I didn’t hear what he said because the team radio kicked in, overriding the other frequencies. Kai’s voice cut out, replaced with the frantic voice of my engineer, Kileen.

“Rogue meteor heading straight for you, Rev. We missed it on the radar. You need to—”

Something hit the side of my vehicle with such force my helmet smacked the glass dome covering the cockpit.

“Shit!”

My vision swam, and when it cleared, the world was spinning. Not from a head injury, but because my vehicle had veered off the race line, crossed the track boundary, and plunged straight into the surrounding asteroid belt.

“Rev, are you okay?” I heard Tavoris ask, but I didn’t respond. I was too busy shaking off the fog in my brain, white-knuckling the wheel.

I hit the button for my backup thrusters, the ones meant to stabilise the vehicle, but nothing happened. An insistent beeping filled the cockpit, and that made my stomach drop.

The asteroid hadn’t just clipped me; it had obliterated the thrusters on the right side. The left ones were still firing, but with nothing to counterbalance them, all they did was spin me wildly, making the damage worse with every sickening rotation.

I fought between trying to stop the spinning and not throwing up inside my helmet. If this is what the Tilt-a-Whirl felt like at the theme park, I was glad I’d missed out as a kid.

Slamming the button to kill the thrusters, I powered down everything but the radio, hoping it would stop the dizzying spin.

It didn’t.

Another comet struck with a deafening crash, throwing me sideways.

I barely had time to see the mass of rock looming beside me before we collided. The impact shattered the asteroid into a thousand shards, debris pelting my vehicle like bullets. It chipped the glass above my head, while metal shrieked and bent. A large chunk slammed into the side panel, crumpling it inward.
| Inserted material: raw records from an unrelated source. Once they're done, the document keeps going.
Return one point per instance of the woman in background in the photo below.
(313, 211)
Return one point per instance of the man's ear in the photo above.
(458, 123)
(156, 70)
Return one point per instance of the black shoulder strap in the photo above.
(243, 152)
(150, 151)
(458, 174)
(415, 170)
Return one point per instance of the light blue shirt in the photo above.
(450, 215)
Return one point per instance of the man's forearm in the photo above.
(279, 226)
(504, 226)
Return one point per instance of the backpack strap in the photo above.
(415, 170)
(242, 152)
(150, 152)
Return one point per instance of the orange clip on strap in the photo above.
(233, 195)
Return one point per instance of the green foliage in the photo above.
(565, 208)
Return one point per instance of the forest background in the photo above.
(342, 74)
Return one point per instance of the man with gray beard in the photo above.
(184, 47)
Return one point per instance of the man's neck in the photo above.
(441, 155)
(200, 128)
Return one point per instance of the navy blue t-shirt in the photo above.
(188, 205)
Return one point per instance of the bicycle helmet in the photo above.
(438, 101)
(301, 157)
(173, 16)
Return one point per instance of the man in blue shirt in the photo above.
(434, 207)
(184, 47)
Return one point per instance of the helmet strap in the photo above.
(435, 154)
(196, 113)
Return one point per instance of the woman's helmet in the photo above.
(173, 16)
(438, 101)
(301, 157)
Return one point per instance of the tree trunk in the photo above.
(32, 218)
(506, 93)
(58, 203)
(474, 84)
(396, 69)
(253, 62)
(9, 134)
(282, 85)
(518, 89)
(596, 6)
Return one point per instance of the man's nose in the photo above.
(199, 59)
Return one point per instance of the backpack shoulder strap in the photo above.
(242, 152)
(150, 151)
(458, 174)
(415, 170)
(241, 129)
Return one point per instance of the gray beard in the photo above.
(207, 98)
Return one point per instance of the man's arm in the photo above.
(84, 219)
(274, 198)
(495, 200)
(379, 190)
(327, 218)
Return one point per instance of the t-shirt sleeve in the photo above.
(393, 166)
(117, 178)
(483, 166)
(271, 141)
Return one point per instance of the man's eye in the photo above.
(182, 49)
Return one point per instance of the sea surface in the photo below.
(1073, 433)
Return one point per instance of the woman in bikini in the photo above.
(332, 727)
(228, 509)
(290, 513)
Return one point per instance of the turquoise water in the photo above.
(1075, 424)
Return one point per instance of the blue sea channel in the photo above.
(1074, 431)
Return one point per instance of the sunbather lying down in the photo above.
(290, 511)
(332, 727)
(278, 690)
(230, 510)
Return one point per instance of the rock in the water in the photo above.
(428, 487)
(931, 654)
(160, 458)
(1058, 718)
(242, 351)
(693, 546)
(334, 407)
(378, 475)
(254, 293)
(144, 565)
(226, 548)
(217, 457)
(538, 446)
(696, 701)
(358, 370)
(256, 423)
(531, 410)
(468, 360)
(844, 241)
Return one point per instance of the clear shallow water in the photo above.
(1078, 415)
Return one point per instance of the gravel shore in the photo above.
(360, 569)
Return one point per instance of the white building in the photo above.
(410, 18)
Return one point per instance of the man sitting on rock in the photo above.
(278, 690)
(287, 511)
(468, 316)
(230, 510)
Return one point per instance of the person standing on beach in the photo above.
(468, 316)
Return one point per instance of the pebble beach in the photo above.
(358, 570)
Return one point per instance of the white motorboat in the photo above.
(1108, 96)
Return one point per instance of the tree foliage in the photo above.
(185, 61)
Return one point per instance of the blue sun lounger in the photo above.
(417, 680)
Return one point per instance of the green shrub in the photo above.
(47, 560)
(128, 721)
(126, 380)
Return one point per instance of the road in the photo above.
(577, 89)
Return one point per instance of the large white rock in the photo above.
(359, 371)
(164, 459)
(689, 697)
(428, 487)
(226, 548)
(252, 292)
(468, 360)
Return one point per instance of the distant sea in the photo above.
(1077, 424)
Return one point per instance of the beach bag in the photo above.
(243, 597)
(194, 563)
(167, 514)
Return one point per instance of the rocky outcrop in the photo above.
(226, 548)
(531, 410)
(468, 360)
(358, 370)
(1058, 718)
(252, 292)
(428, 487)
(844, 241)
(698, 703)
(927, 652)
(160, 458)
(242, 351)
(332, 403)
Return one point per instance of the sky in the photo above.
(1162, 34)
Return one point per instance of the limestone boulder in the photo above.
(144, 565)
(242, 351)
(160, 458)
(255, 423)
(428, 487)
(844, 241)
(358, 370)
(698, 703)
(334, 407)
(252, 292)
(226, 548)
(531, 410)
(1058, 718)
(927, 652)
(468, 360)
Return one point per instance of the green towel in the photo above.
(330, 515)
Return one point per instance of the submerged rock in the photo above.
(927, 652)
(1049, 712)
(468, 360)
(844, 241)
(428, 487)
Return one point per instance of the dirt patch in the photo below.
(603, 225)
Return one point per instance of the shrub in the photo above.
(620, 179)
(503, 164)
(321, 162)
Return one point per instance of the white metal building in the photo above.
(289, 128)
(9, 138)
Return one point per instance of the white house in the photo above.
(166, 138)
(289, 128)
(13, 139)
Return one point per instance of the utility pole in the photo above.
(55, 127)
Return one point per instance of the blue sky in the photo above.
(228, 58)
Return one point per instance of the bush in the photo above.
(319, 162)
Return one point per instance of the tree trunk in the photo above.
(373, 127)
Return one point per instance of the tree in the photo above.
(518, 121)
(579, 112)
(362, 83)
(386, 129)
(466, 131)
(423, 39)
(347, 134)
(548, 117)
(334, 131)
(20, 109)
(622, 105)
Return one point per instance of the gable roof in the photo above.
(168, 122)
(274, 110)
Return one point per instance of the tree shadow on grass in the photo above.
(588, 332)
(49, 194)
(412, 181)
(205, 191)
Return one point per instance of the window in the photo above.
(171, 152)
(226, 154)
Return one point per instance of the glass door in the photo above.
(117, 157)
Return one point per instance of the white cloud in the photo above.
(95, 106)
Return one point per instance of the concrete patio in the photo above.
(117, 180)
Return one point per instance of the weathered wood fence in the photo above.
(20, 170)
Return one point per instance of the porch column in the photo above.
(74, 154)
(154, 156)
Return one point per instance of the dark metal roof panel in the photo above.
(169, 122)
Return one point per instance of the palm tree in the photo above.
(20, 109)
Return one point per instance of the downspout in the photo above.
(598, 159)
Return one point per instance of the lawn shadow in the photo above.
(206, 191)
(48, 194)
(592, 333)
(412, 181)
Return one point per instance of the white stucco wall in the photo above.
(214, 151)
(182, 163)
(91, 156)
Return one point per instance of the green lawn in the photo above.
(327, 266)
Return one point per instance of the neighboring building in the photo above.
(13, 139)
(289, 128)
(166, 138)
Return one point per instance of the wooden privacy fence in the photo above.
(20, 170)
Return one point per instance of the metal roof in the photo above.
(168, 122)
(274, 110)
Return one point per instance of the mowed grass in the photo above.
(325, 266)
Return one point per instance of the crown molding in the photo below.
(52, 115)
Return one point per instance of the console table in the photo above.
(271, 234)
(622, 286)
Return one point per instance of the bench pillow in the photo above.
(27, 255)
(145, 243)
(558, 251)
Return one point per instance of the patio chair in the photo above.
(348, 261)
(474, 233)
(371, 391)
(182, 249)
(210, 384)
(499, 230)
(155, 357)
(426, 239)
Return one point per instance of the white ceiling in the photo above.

Pain exploded through my lower leg, white-hot and blinding, like fire tearing through my nerves. I screamed, but it sounded distant, like it belonged to someone else.

The vehicle stopped spinning, leaving me hanging in deep space, surrounded by debris.

My hands clenched the steering wheel, but I couldn’t feel them. Couldn’t feel anything except the buzzing in my head. Shock was setting in, my body beginning to tremble, and all I could do was sit and wait for the medical shuttle to arrive.

My team talked, saying words I couldn’t comprehend. I was too busy drifting away in my head, floating somewhere I could just relax for a while, ignoring the shitshow going on around me.

And at the edge of it all, Kai’s voice crackled over the radio. Calling my name, over and over. Like maybe if he said it enough, it would bring me back to him in one piece.

Out of This World & Into Your Arms

Rev

The medics returned me to the paddock and sent me to the nearest hospital for stitches.

The crumpled metalwork had tried to take a chunk out of me when it jabbed me in the side. It wasn’t so deep that it would cause permanent damage, but it looked gnarly when I saw the shredded leg of my racing suit, sticky blue-black blood covering my calf.

The doctors insisted it looked worse than it was. That despite the volume of blood, the laceration hadn’t hit anything important. It was basically a giant paper cut—stinging like a motherfucker, even though the damage wasn’t substantial.